Downloads from these sites are captured in official ACM statistics, improving the accuracy of usage and impact measurements. Consistently linking to definitive version of ACM articles should reduce user confusion over article versioning.
ACM Author-Izer also extends ACM’s reputation as an innovative “Green Path” publisher, making ACM one of the first publishers of scholarly works to offer this model to its authors.
To access ACM Author-Izer, authors need to establish a free ACM web account. Should authors change institutions or sites, they can utilize the new ACM service to disable old links and re-authorize new links for free downloads from a different site.
How ACM Author-Izer Works
Authors may post ACM Author-Izer links in their own bibliographies maintained on their website and their own institution’s repository. The links take visitors to your page directly to the definitive version of individual articles inside the ACM Digital Library to download these articles for free.
The Service can be applied to all the articles you have ever published with ACM.
Depending on your previous activities within the ACM DL, you may need to take up to three steps to use ACM Author-Izer.
For authors who do not have a free ACM Web Account:
- Go to the ACM DL http://dl.acm.org/ and click SIGN UP. Once your account is established, proceed to next step.

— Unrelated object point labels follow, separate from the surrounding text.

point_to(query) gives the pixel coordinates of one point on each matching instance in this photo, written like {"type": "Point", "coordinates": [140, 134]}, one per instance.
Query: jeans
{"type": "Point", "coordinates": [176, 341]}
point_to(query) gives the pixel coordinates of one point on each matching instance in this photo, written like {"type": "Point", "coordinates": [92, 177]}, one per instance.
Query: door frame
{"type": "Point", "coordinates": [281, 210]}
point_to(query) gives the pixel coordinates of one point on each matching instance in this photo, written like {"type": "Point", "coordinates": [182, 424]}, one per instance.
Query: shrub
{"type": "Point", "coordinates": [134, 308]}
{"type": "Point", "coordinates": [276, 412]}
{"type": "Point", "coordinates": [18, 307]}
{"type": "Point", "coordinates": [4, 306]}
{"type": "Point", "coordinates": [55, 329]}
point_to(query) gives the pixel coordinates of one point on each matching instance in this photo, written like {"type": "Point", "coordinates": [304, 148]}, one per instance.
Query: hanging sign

For authors who have an ACM web account, but have not edited their ACM Author Profile page:
- Sign in to your ACM web account and go to your Author Profile page. Click "Add personal information" and add photograph, homepage address, etc. Click ADD AUTHOR INFORMATION to submit change. Once you receive email notification that your changes were accepted, you may utilize ACM Author-izer.
For authors who have an account and have already edited their Profile Page:
- Sign in to your ACM web account, go to your Author Profile page in the Digital Library, look for the ACM Author-izer link below each ACM published article, and begin the authorization process. If you have published many ACM articles, you may find a batch Authorization process useful. It is labeled: "Export as: ACM Author-Izer Service"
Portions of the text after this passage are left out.